In what circumstances will a jury consider other crimes as aggravating factors in sentencing a convicted murderer's sentence?

California, United States of America


The following excerpt is from People v. Davenport, 221 Cal.Rptr. 794, 41 Cal.3d 247, 710 P.2d 861 (Cal. 1985):

[710 P.2d 892] The other offenses admitted in evidence involved serious acts of violence and were therefore relevant as aggravating factors to be considered by the jury in assessing penalty. (See my dissenting opinion in People v. Robertson (1982) 33 Cal.3d 21, 63, 188 Cal.Rptr. 77, 655 P.2d 279.) The other crimes need not be defined in instructions to the jury. After all, the jury should not become involved in extraneous law --i.e., legal definitions of prior crimes--but in the fact of violent conduct.

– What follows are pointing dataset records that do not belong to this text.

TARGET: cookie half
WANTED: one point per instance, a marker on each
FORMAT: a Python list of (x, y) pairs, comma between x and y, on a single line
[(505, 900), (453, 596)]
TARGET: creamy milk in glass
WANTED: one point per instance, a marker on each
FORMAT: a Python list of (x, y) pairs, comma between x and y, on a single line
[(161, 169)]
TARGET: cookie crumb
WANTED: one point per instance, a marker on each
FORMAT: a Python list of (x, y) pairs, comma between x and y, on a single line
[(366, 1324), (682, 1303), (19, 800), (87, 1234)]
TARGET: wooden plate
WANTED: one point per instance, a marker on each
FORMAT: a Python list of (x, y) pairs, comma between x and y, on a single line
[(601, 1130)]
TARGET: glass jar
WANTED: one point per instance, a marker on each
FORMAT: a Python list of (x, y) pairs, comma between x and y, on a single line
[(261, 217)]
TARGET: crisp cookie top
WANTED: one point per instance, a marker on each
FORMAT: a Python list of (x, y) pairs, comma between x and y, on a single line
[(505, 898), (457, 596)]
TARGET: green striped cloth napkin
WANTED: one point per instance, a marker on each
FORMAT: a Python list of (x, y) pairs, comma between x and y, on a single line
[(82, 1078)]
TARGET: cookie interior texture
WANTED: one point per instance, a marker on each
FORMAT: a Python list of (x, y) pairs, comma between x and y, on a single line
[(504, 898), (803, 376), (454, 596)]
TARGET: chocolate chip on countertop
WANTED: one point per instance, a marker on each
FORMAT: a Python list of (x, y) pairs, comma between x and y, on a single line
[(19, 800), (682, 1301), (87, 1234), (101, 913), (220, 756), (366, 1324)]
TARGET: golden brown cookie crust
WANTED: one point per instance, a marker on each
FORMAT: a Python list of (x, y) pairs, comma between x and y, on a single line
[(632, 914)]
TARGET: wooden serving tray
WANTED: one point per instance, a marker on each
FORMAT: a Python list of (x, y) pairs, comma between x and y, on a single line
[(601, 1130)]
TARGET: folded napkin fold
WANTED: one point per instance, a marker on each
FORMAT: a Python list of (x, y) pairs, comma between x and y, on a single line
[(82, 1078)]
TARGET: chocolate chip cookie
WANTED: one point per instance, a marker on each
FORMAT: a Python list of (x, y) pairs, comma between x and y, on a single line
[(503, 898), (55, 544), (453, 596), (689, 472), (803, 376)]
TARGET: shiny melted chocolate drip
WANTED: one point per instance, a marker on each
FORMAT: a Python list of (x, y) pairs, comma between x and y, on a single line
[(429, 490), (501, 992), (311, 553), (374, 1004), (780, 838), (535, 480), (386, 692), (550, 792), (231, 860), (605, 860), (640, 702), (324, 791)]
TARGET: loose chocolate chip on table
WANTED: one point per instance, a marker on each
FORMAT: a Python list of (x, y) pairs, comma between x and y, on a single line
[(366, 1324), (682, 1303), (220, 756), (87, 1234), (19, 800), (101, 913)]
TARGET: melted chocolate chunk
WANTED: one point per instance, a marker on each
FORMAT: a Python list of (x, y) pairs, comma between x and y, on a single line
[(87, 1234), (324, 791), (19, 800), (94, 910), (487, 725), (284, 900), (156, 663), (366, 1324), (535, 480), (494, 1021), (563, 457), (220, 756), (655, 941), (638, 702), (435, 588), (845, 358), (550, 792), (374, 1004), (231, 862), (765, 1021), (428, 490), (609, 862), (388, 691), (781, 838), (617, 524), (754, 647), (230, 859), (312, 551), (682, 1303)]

Thus I find no error in the admission and consideration of other offenses.

Contrary to the majority holding, this case does not involve a Ramos (People v. Ramos (1984) 37 Cal.3d 136, 207 Cal.Rptr. 800, 689 P.2d 430) error. Ramos was concerned with an instruction to the jury to consider the governor's commutation power; no such instruction was given here. While the prosecutor's argument to the jury may have been suggestive of the commutation power, this error was cured by an appropriate admonition by the court to the jury, and by the usual instruction that counsels' arguments are not evidence and that only the court instructs on the applicable law.